Ocean Modeling Discussion

ROMS/TOMS

Search for:
It is currently Sat Nov 18, 2017 1:39 pm




Post new topic Reply to topic  [ 12 posts ] 

All times are UTC

Author Message
 Post subject: ROMS runtime error
PostPosted: Wed Nov 08, 2017 9:24 am 
Offline

Joined: Mon Jan 27, 2014 9:50 pm
Posts: 20
Location: Indian Institute of Science
Hi ROMS users

I have been trying to run a roms application, but after submitting my job (parallel) to the cluster, it exits from the queue after running for 1 second. I checked the log file and it displays the following message

=====================================================================================
= BAD TERMINATION OF ONE OF YOUR APPLICATION PROCESSES
= EXIT CODE: 15
= CLEANING UP REMAINING PROCESSES
= YOU CAN IGNORE THE BELOW CLEANUP MESSAGES
=====================================================================================
APPLICATION TERMINATED WITH THE EXIT STRING: Terminated (signal 15)

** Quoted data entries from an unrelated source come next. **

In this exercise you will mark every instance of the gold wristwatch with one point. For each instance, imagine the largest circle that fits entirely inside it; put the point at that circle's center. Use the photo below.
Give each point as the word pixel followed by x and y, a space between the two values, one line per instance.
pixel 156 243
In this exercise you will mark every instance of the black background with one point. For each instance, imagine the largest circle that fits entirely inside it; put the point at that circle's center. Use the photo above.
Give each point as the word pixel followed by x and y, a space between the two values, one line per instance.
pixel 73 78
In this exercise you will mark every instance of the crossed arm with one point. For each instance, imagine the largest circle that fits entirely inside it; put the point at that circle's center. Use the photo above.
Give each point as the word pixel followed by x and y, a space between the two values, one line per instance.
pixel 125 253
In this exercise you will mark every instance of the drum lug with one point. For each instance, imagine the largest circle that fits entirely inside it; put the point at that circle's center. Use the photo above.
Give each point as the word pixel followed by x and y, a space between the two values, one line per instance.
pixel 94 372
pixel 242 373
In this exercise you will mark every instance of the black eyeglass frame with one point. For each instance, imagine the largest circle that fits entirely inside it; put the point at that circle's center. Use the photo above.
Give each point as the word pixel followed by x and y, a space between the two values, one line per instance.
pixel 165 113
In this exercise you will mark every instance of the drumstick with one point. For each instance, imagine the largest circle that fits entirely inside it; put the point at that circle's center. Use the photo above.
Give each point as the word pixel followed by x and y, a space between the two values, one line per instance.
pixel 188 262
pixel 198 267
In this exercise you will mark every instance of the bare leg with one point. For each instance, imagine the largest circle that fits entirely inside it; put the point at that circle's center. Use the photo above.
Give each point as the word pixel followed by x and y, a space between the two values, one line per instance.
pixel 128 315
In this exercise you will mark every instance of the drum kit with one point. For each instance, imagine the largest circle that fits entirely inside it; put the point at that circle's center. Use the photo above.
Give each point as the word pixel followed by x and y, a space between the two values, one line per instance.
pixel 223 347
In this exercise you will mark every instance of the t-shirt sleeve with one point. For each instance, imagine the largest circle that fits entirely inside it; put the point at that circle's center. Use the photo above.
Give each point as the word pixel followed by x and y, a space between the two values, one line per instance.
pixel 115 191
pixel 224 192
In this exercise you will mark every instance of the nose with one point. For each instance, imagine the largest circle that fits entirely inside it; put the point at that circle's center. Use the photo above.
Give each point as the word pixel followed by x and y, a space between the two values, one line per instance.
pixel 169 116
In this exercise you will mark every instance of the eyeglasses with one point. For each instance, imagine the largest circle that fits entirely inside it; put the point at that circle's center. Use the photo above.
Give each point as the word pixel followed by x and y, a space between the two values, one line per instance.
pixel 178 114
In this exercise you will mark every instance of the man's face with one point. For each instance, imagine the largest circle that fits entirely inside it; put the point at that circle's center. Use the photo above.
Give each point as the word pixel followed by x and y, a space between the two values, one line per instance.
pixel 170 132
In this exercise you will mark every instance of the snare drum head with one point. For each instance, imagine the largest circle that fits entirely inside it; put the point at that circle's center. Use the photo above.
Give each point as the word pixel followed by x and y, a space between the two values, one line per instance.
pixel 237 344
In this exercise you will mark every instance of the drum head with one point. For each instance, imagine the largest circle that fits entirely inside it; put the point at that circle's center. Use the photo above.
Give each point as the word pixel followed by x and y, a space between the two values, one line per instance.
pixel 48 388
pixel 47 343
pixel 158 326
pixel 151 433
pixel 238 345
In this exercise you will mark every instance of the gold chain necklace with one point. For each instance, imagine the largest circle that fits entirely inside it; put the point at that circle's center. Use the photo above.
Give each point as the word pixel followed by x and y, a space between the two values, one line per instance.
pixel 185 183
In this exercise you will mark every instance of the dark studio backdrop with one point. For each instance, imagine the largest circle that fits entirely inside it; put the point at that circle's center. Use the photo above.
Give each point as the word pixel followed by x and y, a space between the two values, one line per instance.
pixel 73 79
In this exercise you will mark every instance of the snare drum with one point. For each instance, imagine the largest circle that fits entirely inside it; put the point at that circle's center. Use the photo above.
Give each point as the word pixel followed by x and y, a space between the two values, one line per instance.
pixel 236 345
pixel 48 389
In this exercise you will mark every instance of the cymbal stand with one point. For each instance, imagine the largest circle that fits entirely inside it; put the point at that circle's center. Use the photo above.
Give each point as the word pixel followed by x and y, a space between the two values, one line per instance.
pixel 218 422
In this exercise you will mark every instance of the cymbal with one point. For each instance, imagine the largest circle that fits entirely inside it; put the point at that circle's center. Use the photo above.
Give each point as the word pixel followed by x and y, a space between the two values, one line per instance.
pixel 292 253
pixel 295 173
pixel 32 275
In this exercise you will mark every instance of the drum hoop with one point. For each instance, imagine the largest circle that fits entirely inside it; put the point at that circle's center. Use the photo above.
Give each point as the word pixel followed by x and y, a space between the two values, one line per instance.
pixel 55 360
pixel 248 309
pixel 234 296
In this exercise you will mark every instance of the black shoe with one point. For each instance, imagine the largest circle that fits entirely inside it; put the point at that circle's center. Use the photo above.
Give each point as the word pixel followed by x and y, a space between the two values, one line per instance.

I checked with my cluster admin and there is nothing wrong with the job submit script. Please help.


Top
 Profile  
Reply with quote  
 Post subject: Re: ROMS runtime error
PostPosted: Wed Nov 08, 2017 4:25 pm 
Offline
User avatar

Joined: Wed Jul 02, 2003 5:29 pm
Posts: 3251
Location: IMS/UAF, USA
What does the ROMS output look like? Did you get any?


Top
 Profile  
Reply with quote  
 Post subject: Re: ROMS runtime error
PostPosted: Wed Nov 08, 2017 5:20 pm 
Offline

Joined: Mon Jan 27, 2014 9:50 pm
Posts: 20
Location: Indian Institute of Science
I didn't get any output. The log file is supposed to show something like this:
--------------------------------------------------------------------------------
Model Input Parameters: ROMS/TOMS version 3.7
Wednesday - November 8, 2017 - 2:50:07 PM
--------------------------------------------------------------------------------


Instead, all I get is the message
=====================================================================================
= BAD TERMINATION OF ONE OF YOUR APPLICATION PROCESSES
= EXIT CODE: 15
= CLEANING UP REMAINING PROCESSES
= YOU CAN IGNORE THE BELOW CLEANUP MESSAGES
=====================================================================================
APPLICATION TERMINATED WITH THE EXIT STRING: Terminated (signal 15)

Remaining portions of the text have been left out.